After her visit with Primary One, our resident zoologist made her way to Primary Two to talk with those student about penguins. The children of Primary Two had recently learned all about six varieties of penguins and their individual characteristics. Lori was impressed with how much the students knew, and she was able to answer many of their questions, as well. Some questions she didn’t know, but she also shared that it was important for scientists to not know things, but to know how to go about finding the answers through observation and research.

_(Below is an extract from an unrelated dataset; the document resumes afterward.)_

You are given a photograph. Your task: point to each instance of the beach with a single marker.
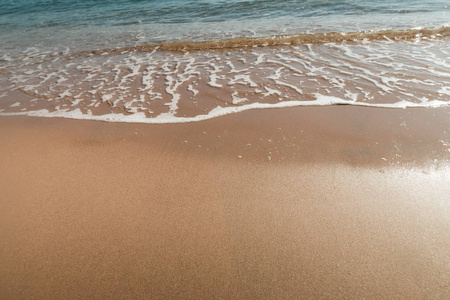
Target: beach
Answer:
(308, 202)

On the second day of her visit to Harley, Lori Paul plugged into the 5th Grade Science classes of Anneke Nordmark. They were in the middle of studying about reptiles, ecosystems, and biomes. Lori’s extensive background with snakes was a perfect fit for their class discussion. She shared plenty of information about the rattlesnakes of her home territory, Altadena, California, and shared that the rattlesnake had been proposed as our national animal, but it lost to the bald eagle. The students had many questions to ask her about snakes and reptiles that are not common on the eastern part of the country.
All in all, it was an incredible experience for our students to meet and learn from a leading scientist in her field during her time in Rochester.